Thread: int&, passing of arguments by reference, etc

Hi

Today the instructor was trying to teach us how the following code works. To be truthful I couldn't understand anything.

First thing he changed in the today's program was that he made declared the user defined function within the int main though in the past he told us to declare it before entering int main. Please have a look on CODE 2 which you would understand what I'm saying. I don't understand the reason for this.

1: I copied the following CODE 1 onto my flash drive. You can see that the declaration for the user defined function has been made inside the int main. What's the reason for this change?

2: What kind of data type is this "int&"?

3: Could you please tell me in simple words what that passing of arguments by reference means? What's the advantage of this practice.
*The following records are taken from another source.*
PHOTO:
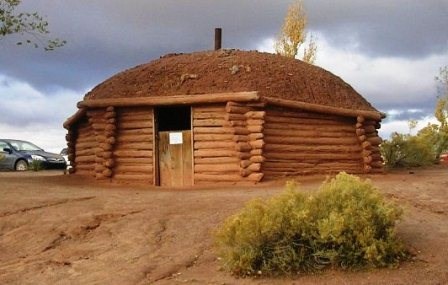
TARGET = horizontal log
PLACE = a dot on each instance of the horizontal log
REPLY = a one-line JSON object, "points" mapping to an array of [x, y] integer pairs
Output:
{"points": [[138, 117], [215, 160], [144, 131], [142, 168], [234, 117], [377, 164], [258, 144], [216, 108], [255, 122], [254, 167], [312, 156], [100, 168], [241, 131], [85, 145], [134, 138], [243, 155], [257, 151], [257, 159], [109, 115], [83, 172], [213, 137], [242, 146], [217, 177], [245, 163], [87, 158], [84, 152], [255, 136], [107, 154], [134, 146], [255, 115], [370, 129], [310, 140], [213, 130], [214, 145], [171, 100], [209, 123], [135, 125], [237, 109], [224, 168], [255, 129], [110, 128], [317, 122], [245, 172], [133, 153], [375, 140], [106, 146], [89, 166], [133, 160], [334, 133], [335, 148], [221, 115], [214, 153], [324, 109], [255, 177], [240, 138], [236, 123], [128, 176], [343, 128], [109, 163]]}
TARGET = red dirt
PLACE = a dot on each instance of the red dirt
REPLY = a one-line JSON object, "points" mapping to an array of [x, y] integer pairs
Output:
{"points": [[60, 229], [232, 71]]}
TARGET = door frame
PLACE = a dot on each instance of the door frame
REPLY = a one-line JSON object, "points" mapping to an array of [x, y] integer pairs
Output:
{"points": [[156, 144]]}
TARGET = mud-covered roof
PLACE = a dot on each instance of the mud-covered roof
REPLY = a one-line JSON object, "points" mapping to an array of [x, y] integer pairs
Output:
{"points": [[232, 71]]}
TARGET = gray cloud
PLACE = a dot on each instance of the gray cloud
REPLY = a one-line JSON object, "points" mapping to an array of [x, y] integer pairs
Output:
{"points": [[105, 37]]}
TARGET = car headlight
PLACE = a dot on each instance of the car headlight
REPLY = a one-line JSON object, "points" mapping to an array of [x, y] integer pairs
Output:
{"points": [[38, 157]]}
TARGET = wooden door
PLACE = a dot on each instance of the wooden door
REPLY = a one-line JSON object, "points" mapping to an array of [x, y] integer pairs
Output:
{"points": [[175, 158]]}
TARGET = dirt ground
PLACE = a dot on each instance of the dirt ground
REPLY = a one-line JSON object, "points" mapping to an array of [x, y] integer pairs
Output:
{"points": [[57, 229]]}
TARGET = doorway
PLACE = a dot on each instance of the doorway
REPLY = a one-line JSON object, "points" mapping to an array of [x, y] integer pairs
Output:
{"points": [[174, 146]]}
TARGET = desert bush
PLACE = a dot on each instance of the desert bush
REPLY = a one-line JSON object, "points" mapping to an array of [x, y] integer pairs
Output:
{"points": [[407, 151], [346, 223]]}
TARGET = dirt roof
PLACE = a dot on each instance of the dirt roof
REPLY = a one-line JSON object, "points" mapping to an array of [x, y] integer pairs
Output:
{"points": [[232, 71]]}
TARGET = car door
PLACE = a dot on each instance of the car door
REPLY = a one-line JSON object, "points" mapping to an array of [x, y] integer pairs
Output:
{"points": [[6, 159]]}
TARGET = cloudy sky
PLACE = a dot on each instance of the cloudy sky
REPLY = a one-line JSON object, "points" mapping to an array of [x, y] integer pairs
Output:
{"points": [[389, 51]]}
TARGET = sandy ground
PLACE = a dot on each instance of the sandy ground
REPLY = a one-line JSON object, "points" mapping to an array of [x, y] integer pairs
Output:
{"points": [[57, 229]]}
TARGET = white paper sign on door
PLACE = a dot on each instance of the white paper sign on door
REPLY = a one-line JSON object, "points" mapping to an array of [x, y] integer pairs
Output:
{"points": [[176, 138]]}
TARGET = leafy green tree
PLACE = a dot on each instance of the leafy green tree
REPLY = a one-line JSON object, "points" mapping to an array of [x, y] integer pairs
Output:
{"points": [[32, 24], [293, 34]]}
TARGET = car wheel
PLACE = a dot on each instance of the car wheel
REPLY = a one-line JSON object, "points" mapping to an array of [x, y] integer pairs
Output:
{"points": [[21, 165]]}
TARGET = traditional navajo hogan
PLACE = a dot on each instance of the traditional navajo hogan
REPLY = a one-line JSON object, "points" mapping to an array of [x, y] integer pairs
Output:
{"points": [[223, 116]]}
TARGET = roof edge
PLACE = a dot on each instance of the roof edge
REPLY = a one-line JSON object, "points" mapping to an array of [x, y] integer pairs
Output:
{"points": [[375, 115]]}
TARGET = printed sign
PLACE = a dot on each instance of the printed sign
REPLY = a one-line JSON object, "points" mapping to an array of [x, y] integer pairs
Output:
{"points": [[176, 138]]}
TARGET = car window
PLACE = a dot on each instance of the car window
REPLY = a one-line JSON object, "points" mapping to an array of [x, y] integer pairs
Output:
{"points": [[3, 145], [22, 145]]}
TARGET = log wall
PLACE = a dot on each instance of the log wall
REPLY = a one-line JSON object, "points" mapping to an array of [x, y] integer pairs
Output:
{"points": [[133, 152], [367, 133], [215, 158], [81, 148], [300, 142]]}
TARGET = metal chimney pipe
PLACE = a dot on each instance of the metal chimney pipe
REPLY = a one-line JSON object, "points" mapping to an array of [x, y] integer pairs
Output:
{"points": [[218, 38]]}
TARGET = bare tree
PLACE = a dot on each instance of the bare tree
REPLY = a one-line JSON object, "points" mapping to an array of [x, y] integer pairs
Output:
{"points": [[31, 24], [293, 34]]}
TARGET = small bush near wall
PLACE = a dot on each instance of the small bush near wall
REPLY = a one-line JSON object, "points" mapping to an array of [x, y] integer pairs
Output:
{"points": [[347, 223]]}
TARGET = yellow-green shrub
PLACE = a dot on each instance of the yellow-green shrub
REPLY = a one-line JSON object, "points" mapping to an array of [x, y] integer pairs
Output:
{"points": [[346, 223]]}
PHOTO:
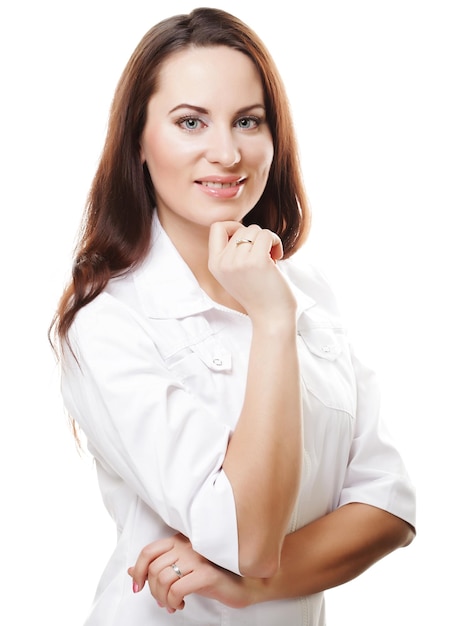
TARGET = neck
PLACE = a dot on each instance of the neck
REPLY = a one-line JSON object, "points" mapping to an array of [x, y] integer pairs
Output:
{"points": [[192, 243]]}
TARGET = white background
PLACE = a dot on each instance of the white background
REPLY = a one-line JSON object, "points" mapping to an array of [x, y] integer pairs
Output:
{"points": [[368, 86]]}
Please keep your replies as simple as possible. Thank you very much.

CODE 1:

Code:

// orders two arguments passed by reference
#include <iostream>
using namespace std;

int main()
   {
   void order(int&, int&);          //prototype

   int n1=99, n2=11;                //this pair not ordered
   int n3=22, n4=88;                //this pair ordered

   order(n1, n2);                   //order each pair of numbers
   order(n3, n4);

   cout << "n1=" << n1 << endl;     //print out all numbers
   cout << "n2=" << n2 << endl;
   cout << "n3=" << n3 << endl;
   cout << "n4=" << n4 << endl;
   return 0;
   }
//--------------------------------------------------------------
void order(int& numb1, int& numb2)  //orders two numbers
   {
   if(numb1 > numb2)                //if 1st larger than 2nd,
      {
      int temp = numb1;             //swap them
      numb1 = numb2;
      numb2 = temp;
      }
   }

CODE 2:

Code:

// calculating area of a circle using user-defined function

#include <iostream>
#include <cstdlib>

using namespace std;

float area(float dummy);

int main()

{
    float r; float a;

	cout << "enter radius: "; cin >> r;

	a = area(r);

	cout << a;

	system("pause");

	return 0;
}

//------------------------------------
// area(int), function definition

        float area(float dummy)

		{
			float Area;

			Area = 3.1416*(dummy*dummy);

			return Area;

		}
//--------------------------------------

Originally Posted by manasij7479

If you don't...say.....you pass an integer by reference and the function changes the value of the integer..but does not return it...When the called function exits; the value of the original variable you passed..reflects the changes to the variable you worked with...inside the function.

Thank you.

I don't know anything about the pointers. Okay. So, the int main passes the value of a variable by reference (perhaps, by sending the information where it is stored in the memory) to a called function. The called function acts on those variables passed to it through reference (i.e. by sending their memory addresses) by the int main. The called function can affect the values (i.e. numerical values etc) without really changing the memory addresses so that the variables are still accessed by the int main but perhaps it (int main) will see new values for the variables.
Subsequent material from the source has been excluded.